NEW TAIPEI CITY, Taiwan — China’s two days of military drills in waters surrounding Taiwan last month came closer than ever to the self-ruled island’s coast and were the largest-scale exercises in more than three years of exercises partly aimed at deterring a U.S. role in an actual war, analysts say.

A rocket artillery unit participating in the People’s Liberation Army Eastern Theater Command’s “Justice Mission 2025” drills fired shells into the sea into the contiguous zone 24 nautical miles off Taiwan’s coast on Dec. 30, the National Defense Ministry told domestic media.

The unit’s fire took place during PLA drills in five tracts of ocean — described overall as practice for blocking major Taiwanese air and sea routes with aircraft and naval assets, but this time without aircraft carriers. Carriers have joined other drills and are seen helping to ward off external intervention in the event of conflict.

Experts in Taipei said December’s drills were the biggest since 2022, when China began using military exercises to vent anger toward Taiwan’s defiance of Beijing and such U.S. moves as arms sales to Taipei. China has the world’s largest military in terms of active personnel, according to the market research firm Statista.

“The latest Justice Mission 2025 is quantitatively the second biggest,” said Enrico Cau, an associate researcher at the Taiwan Strategy Research Association think tank.

“In terms of complexity, like tactics and mission goals, all the exercises seem to have covered different missions and tasks, some overlapping, some different,” Cau said.

In particular, the “range” of the zones used for the latest exercises was “the largest”, said Chen Yi-fan, assistant professor in the Diplomacy and International Relations Department at Taiwan’s Tamkang University.

Beijing has claimed sovereignty over Taiwan for more than seven decades and threatened force to take it, if necessary. Years of opinion polls in Taiwan show preference for self-rule.

China sees Taiwan President Lai Ching-te as a champion for independence, and talks between the two sides fell apart in 2016.

In August 2022 — the biggest ever Taiwan-targeted drill — the PLA held four days of exercises after Nancy Pelosi, then the speaker of the U.S. House of Representatives, visited Taipei.
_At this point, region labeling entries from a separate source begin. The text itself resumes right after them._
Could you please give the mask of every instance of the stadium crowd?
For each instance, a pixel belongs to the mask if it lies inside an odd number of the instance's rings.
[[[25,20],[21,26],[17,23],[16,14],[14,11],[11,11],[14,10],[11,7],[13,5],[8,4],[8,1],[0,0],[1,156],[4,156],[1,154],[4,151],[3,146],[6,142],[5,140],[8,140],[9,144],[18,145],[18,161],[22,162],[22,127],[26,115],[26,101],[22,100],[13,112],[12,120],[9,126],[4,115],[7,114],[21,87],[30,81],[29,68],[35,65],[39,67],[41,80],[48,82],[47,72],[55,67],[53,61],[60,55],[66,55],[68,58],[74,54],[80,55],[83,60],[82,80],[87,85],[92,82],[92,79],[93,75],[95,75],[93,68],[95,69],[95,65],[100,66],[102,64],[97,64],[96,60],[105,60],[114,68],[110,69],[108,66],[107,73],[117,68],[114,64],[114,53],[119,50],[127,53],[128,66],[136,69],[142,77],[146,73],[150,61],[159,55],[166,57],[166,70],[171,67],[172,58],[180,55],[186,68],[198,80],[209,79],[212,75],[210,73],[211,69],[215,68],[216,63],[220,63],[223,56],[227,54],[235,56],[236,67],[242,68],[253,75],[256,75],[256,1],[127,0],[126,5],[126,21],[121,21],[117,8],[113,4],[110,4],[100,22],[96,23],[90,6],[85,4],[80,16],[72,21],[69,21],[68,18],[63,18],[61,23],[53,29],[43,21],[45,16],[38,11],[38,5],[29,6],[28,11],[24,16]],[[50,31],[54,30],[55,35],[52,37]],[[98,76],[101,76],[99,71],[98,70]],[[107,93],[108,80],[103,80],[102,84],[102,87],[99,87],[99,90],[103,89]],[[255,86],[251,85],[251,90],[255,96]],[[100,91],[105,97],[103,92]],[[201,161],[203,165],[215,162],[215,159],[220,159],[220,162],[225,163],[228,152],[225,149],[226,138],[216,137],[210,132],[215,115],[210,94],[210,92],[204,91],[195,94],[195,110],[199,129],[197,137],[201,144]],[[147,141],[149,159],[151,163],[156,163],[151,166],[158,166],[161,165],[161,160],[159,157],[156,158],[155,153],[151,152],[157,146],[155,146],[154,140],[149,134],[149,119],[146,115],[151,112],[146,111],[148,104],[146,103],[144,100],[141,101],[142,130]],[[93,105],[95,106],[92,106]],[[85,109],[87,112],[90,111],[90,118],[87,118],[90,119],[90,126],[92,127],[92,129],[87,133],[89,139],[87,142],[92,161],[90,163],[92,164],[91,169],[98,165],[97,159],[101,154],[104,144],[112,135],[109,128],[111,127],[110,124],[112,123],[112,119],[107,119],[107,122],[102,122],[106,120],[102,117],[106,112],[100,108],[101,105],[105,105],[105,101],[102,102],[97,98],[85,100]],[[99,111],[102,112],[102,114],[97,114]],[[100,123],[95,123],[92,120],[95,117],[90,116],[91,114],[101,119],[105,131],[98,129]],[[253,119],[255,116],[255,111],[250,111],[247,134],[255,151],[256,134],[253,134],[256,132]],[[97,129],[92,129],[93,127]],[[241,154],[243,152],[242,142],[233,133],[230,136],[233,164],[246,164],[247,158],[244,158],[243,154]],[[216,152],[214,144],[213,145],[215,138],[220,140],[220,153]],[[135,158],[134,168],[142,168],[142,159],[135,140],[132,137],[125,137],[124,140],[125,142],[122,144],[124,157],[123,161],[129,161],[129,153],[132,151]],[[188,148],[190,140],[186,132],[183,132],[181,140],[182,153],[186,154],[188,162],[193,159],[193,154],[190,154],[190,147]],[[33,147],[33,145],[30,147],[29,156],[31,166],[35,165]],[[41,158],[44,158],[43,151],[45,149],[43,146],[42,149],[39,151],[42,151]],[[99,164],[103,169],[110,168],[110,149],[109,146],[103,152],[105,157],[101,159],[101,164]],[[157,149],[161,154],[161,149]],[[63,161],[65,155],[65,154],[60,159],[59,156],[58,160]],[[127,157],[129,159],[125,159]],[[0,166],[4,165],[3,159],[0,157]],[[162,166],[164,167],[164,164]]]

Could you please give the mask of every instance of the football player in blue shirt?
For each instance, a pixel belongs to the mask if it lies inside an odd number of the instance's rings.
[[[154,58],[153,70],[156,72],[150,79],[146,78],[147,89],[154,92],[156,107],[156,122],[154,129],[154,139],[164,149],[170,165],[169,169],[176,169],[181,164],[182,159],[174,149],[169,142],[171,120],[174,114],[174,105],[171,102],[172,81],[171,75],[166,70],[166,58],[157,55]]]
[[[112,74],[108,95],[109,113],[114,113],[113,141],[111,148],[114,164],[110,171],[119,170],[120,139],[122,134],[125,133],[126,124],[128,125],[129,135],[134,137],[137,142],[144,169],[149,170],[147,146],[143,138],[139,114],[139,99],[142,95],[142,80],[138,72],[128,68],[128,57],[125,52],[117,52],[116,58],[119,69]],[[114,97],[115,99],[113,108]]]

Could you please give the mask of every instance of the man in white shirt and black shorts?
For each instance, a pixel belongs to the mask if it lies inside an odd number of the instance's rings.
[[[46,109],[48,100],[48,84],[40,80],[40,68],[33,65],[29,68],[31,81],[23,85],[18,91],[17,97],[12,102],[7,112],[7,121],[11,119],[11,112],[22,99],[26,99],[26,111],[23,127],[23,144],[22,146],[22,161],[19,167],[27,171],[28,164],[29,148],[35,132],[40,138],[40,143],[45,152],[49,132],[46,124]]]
They included air sorties, ballistic missile tests and naval deployments.

The PLA has held seven of these drills since the Pelosi visit, Chen said.

Taiwan’s National Defense Ministry said it had tracked 60 sorties by Chinese fighters, bombers, drones and support aircraft in the 24 hours ending at 6 a.m. on Dec. 30. It said 44 of those crossed a median line in the 100-kilometer-wide Taiwan Strait that separates the two sides.

The ministry said it logged 40 sorties and eight median line crossings the following day.

Simulated PLA blockage of major Taiwanese sea and air routes disrupted hundreds of civilian flights, many connecting Taiwan to its outlying islands, domestic media outlets said.

Triggers for the December drills include the announcement of an $11.1 billion U.S. arms package for Taiwan alongside Taiwan’s own pledge to raise defense spending, Chen said.

The U.S. package is “specifically designed to tear apart the blockade concept that the PLA just showcased,” said Sean Su, a Taiwan businessperson and longtime political commentator.

The 1979 U.S. Taiwan Relations Act allows the United States to help defend Taiwan, if attacked, but Washington is vague about what it would offer and maintains diplomatic relations with Beijing rather than with Taipei.

Chinese robot dogs and “intelligent warfare” used on Dec. 29 and 30 looked good on television, Su said, but he said it is unclear whether the PLA could sustain the actions of the two days of drills during a longer conflict.

“The sustainability question is one Beijing doesn’t want to answer,” Su said. “The PLA has never shown its ability to sustain a blockade for weeks because they need to handle personnel shifts and logistics while operating under enemy fire and maintaining sensor-to-shooter connections against and potentially U.S. and Japanese interference.”

From a Chinese perspective, the Dec. 29-30 drills were “successfully completed,” PLA Eastern Theater Command Senior Captain Li Xi said via the military’s website. The command will now “remain on high alert at all times, keep strengthening combat readiness through arduous training, resolutely thwart the attempts of ‘Taiwan Independence’ separatists and external intervention, and firmly safeguard national sovereignty and territorial integrity,” Li said.

Taiwan’s Mainland Affairs Council, a government body in charge of China affairs, criticized the drills on Dec. 29 as an “irrational” move disrupting civilian traffic, affecting the security of “life and property” and trying to change the “status quo” of relations between the two sides.